Heavy- and medium-duty truck orders are projected at 38,100 units combined in May, falling 11% from the previous month, according to ACT Research. The numbers are preliminary and the final order numbers will be published in mid-June.
At 16,800 units, North American Class 8 truck orders hit the lowest point in the past seven months, shrinking 30% from April. Despite the declines, truck orders are still 18% better than in the same month a year ago.
“While the magnitude of the decline is greater than expected, the timing is spot on,” said Steve Tam, vice president at ACT Research. “May is typically the time of the year when order intake drops below average.”
Speaking about its own preliminary May numbers, FTR commented that the decline was part of an expected summer slump.
“The order numbers are not that worrisome, considering the steady volume of orders over the past seven months," said Don Ake, vice president of commercial vehicles at FTR. "It appears the typical summer order slump just showed up one month early. It does indicate the market is functioning normally and there is a steady, not robust, upward trend. The slowdown in order activity will give the OEMs a chance to get production lined up with demand."
Class 5-7 truck orders were actually 13% better than in April, and 22% more than in the same month in 2016. May is typically a below average month for medium-duty truck orders, according to ACT.
“Differentiating May from April is the fact that all of the month-over-month decline in May resulted from a dramatic slowing in heavy duty order intake,” said Tam. “Despite the month-over-month decline, May’s combined heavy duty and medium-duty volume bested May 2016 by 20%.”
"Six consecutive months of Class 8 order strength well in excess of fundamentals ended abruptly," wrote Michael Baudendistel of investment group Stifel in an email to investors, noting that since order season for 2017 trucks began in earnest in October, the industry has booked net orders of 164,188 units, up 8% year over year and far better than expectations at the start of order season.
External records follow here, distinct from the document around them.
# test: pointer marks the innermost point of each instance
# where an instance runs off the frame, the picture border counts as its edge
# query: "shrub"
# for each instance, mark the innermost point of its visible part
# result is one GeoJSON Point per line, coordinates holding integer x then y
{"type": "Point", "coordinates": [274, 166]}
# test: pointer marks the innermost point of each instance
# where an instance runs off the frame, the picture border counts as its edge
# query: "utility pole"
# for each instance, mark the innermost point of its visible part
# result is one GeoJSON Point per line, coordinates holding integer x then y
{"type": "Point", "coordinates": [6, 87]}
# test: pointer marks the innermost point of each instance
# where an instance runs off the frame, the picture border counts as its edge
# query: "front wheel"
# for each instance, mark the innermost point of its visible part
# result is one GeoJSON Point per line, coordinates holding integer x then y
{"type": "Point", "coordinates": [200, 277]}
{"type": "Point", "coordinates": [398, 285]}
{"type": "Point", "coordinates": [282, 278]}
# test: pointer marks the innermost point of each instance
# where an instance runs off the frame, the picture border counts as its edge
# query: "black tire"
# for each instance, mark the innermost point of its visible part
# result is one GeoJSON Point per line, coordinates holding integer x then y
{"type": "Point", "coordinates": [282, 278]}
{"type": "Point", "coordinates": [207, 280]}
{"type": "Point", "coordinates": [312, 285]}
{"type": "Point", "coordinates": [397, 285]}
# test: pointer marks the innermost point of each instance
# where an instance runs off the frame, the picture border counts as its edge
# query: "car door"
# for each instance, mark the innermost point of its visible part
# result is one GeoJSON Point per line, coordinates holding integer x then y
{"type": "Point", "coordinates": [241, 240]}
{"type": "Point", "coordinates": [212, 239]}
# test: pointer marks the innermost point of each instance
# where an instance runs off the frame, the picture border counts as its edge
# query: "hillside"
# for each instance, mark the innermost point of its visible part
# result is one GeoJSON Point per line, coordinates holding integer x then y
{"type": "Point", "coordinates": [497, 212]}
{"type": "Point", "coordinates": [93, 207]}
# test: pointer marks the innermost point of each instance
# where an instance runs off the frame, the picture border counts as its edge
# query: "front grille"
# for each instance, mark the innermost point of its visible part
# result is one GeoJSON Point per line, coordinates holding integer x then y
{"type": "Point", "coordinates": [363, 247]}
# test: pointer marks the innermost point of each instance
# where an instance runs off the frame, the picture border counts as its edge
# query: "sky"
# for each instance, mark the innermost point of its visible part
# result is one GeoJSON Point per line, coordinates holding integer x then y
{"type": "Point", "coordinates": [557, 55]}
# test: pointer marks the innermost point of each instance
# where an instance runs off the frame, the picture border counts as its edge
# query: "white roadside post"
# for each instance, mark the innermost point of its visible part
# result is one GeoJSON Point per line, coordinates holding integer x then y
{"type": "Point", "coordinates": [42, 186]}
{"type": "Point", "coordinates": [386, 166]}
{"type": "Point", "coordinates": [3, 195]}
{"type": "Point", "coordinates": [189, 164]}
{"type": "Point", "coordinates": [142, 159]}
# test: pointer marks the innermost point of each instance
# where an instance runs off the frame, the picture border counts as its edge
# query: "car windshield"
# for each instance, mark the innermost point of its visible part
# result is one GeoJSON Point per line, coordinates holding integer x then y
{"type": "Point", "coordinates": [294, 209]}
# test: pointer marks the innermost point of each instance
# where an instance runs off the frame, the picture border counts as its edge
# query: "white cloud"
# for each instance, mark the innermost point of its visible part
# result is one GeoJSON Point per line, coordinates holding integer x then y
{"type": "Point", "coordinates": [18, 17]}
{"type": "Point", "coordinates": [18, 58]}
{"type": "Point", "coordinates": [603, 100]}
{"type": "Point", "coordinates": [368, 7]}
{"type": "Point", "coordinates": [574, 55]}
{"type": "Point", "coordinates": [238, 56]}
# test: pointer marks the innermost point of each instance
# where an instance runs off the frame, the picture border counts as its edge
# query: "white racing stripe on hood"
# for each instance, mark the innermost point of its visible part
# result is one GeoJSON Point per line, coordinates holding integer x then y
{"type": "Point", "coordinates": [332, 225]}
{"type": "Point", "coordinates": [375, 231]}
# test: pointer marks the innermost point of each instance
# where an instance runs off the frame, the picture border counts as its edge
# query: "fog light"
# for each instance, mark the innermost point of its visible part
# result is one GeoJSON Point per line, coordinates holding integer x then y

"The YTD order intake remains above our prior production outlook, which calls for a full-year decline of 6%, which we believe remains justified given a ~5% inventory headwind, lower build-rates in 1Q, and potential for summer order weakness," Baudendistel noted. "Still, if OEMs were to build at or near the 2Q build plan in the back half of the year, which will be dependent on the direction of orders in the next few months, our 2017 production outlook could again increase. For now, however, we are maintaining our 2017 Class 8 production outlook of 215,000 units, which is below ACT’s 228,000-unit forecast."